A complete detoxification from modern lifestyle and an experience of a lifetime in this charming village nestled in the mountains of north Bengal.
I visited Charkhole (north Bengal) in April 2018. At a height of 5500ft above sea-level, it takes about three and a half hours traveling from Siliguri and about one and a half hour hours from Kalimpong to reach Charkhole by road. While moving towards Charkhole, we crossed the Teesta and Rali rivers. We escaped the scorching heat of the planes once we started our ascent in the mountains. I had bookings in Blue Pine Retreat owned by Mr Gautam Chakraborty for our stay. Incidentally, he is the one who discovered this place in the year 2001. He himself checks upon the comfort of the guests who stay at his resort. The members of staff at the cottage served us all through our stay with ever smiling faces. It’s one of the best places to relax from the hectic urban lifestyle, as there is no network in the area resulting in no phone calls or notifications to disturb the peace and quiet. This place is all about capturing the beauty of nature, sometimes reading books, exploring the unknown villages nearby, interacting with the natives to learn about their lives.

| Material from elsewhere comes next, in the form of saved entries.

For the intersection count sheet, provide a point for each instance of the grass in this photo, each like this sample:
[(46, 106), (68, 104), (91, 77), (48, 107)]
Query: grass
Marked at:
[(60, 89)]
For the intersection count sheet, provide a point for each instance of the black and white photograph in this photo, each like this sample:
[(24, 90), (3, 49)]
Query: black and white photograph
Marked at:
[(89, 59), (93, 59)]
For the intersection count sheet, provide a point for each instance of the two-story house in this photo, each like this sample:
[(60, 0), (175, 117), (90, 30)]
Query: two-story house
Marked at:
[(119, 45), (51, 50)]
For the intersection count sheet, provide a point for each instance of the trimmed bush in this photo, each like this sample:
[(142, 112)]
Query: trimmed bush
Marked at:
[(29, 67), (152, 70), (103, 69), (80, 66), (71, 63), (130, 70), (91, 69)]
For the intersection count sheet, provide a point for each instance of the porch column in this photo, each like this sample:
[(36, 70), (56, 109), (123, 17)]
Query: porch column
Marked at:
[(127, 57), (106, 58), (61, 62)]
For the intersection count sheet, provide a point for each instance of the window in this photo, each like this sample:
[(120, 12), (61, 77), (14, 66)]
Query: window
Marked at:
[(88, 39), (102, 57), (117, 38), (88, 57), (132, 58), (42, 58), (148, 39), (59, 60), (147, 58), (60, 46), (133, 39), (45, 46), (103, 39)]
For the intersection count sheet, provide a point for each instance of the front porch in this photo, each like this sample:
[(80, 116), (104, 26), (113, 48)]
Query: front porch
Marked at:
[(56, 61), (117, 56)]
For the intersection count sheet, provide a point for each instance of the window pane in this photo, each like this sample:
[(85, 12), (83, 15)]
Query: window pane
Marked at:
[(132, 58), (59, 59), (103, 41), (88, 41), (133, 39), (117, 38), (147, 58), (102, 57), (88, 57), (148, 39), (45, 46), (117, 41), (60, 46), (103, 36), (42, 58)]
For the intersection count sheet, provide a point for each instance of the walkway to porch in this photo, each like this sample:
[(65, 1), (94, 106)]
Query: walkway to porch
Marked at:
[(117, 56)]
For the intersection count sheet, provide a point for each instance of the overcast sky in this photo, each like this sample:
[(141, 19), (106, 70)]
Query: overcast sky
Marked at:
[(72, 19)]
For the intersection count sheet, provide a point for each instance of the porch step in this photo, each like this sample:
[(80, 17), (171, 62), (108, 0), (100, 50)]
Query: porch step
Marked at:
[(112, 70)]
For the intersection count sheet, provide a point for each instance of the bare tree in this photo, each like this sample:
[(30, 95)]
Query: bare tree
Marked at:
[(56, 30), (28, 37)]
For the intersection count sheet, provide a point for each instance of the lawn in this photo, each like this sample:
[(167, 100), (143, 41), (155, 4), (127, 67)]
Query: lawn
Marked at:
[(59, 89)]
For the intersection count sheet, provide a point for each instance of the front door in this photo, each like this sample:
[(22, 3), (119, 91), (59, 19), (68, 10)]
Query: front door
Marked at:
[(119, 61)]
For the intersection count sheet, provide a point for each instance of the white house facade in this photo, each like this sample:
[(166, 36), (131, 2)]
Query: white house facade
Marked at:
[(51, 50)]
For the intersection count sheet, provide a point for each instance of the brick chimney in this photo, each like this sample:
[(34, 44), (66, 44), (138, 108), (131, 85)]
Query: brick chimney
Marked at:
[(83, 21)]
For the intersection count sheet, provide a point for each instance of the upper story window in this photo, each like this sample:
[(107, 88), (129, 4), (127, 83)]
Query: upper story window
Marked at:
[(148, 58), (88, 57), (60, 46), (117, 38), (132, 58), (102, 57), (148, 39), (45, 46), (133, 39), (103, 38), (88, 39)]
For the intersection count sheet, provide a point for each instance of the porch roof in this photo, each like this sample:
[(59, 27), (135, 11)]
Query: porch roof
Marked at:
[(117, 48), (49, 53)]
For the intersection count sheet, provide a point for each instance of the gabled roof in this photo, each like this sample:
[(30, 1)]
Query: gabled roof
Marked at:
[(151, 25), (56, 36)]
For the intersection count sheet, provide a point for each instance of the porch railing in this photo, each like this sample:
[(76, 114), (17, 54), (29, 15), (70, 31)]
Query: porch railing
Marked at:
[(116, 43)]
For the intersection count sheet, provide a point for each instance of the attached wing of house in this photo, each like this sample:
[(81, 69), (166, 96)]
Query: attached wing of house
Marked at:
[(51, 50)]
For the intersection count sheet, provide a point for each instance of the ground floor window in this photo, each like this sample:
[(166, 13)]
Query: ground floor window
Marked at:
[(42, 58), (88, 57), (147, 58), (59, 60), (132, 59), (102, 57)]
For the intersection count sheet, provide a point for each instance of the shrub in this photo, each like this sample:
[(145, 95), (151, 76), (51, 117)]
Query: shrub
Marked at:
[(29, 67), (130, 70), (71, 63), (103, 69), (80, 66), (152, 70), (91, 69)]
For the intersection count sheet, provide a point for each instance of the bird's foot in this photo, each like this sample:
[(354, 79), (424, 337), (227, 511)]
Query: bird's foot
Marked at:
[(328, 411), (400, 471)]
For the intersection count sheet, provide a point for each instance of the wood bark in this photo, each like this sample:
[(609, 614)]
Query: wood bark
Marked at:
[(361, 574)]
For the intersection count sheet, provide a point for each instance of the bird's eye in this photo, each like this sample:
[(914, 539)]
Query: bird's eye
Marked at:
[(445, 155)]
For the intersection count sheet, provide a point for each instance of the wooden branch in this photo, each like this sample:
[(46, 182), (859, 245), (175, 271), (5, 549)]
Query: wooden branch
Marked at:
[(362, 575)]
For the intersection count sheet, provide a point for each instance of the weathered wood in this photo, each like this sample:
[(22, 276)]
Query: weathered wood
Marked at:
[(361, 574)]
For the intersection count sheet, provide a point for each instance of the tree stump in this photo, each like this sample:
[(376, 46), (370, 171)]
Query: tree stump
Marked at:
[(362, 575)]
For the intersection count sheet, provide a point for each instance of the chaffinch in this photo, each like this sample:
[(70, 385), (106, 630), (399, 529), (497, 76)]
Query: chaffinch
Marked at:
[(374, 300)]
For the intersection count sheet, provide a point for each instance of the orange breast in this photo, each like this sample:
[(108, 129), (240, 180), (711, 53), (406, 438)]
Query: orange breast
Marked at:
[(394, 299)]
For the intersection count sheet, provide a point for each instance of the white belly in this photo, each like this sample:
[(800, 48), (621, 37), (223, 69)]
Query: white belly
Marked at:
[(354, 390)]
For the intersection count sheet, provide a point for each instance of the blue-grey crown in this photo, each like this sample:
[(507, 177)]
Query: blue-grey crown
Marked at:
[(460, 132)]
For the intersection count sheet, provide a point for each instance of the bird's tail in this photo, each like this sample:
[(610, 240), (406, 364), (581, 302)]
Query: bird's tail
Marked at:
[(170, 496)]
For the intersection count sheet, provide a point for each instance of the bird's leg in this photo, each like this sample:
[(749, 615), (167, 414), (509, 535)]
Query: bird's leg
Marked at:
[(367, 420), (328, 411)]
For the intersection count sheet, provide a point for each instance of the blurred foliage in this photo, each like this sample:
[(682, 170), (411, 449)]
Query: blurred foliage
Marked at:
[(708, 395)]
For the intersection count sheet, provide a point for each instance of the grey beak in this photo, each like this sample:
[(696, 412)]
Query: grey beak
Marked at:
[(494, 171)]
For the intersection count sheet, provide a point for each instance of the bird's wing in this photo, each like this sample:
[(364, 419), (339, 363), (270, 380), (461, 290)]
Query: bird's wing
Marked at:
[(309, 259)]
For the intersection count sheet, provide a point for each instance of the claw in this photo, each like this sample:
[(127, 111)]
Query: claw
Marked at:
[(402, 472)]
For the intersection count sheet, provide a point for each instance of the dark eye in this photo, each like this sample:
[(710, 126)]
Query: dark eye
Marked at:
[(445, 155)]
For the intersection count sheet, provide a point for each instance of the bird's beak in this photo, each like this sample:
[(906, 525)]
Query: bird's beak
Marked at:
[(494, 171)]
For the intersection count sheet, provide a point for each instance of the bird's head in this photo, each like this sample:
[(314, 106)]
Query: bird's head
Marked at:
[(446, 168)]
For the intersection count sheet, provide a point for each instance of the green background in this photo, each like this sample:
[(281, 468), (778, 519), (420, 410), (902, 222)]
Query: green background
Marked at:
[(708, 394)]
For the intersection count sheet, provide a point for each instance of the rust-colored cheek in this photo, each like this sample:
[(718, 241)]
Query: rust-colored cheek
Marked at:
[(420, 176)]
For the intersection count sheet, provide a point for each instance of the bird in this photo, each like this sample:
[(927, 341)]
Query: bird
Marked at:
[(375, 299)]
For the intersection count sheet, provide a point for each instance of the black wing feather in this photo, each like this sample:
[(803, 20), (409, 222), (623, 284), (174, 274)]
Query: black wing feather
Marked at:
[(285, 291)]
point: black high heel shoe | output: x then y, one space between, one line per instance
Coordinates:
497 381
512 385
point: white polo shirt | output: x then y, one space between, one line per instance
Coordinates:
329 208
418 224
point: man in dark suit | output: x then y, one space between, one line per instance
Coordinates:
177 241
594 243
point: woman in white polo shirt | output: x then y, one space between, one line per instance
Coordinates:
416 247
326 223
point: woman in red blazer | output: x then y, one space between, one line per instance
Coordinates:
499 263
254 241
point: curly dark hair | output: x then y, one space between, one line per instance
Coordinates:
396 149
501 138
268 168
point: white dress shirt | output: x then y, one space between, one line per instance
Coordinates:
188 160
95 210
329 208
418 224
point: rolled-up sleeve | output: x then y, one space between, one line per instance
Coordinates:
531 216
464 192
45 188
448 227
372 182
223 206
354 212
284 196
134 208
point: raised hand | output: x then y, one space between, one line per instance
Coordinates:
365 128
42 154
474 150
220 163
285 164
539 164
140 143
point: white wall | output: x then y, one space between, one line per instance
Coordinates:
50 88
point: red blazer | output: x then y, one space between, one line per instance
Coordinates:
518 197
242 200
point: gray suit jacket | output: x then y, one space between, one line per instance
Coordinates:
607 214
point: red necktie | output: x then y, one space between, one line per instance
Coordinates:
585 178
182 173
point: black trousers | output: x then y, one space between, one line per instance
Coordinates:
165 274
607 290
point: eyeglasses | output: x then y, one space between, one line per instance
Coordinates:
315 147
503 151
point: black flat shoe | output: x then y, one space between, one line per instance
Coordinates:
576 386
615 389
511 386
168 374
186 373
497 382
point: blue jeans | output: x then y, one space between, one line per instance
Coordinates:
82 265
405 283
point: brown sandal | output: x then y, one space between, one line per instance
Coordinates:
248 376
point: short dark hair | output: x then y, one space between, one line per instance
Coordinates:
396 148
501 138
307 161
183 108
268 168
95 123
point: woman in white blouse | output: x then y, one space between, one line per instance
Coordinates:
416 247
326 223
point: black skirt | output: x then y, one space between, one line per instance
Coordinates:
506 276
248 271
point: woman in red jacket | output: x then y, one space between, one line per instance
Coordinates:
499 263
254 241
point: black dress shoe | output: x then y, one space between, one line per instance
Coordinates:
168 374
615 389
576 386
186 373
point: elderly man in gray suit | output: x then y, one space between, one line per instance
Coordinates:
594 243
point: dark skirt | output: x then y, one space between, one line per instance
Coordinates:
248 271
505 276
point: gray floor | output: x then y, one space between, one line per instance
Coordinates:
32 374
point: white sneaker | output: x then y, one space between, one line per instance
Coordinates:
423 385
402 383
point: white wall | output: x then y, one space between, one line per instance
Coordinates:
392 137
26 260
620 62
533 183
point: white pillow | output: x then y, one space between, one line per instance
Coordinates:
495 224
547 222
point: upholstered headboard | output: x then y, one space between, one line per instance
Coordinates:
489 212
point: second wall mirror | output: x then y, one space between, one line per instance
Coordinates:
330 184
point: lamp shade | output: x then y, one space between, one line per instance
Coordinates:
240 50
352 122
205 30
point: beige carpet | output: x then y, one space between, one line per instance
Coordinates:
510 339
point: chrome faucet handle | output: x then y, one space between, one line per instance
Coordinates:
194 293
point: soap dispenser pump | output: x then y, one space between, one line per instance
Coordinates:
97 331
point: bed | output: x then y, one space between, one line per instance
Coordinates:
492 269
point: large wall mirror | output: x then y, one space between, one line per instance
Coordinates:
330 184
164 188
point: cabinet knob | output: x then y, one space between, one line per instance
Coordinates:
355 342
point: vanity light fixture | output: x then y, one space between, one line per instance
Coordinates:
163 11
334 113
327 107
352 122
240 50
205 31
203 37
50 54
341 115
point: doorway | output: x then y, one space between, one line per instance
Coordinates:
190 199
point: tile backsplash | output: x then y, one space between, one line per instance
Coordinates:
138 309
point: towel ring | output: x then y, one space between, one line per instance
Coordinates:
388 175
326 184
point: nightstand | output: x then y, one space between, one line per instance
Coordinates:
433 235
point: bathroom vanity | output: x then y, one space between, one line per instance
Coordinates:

Since I am a lover of trekking I got the chance to trek for about half an hour to a nearby village ‘Kaladan’. I was accompanied by Mr Renchain as a guide. The village was surrounded by pine forests, good view of the Darjeeling City, Pelling and Algarah. The only negative side is the presence of leeches. On the 3rd day, I visited the Lava and Lolegaon. The condition of the roads is simply deplorable. On the way to Lolegaon, I visited The Hanging Bridge. It is said that Queen Elizabeth had visited this bridge. She used to come and observe the birds from this bridge in the midst of dense forest. The ruined structure of the watchtower can be seen. But the security members warned me of leeches should I want to sit at the place for more than 2minutes.
On the 4th day of my stay, I decided to visit the nearby villages. I observed that most of the people are farmers. They are very self-sufficient. They harvest potato, cauliflower, eliachi, and rear cattle and honeybees. They stay in small log houses but the houses are neat and clean. One of the oldest monastery is situated in Charkhole, just a 2 minutes walk from the resort. I got to see some two-storey houses belonging to people who once visited this retreat for vacations and fell in love with the place. So they built their own holiday homes to enjoy some part of the year in the serenity of nature. I myself was reluctant to leave this place but made up my mind to visit again as I was not lucky enough to get a view of Kanchenjunga this time.
This place is best to visit during the months of October, November and December.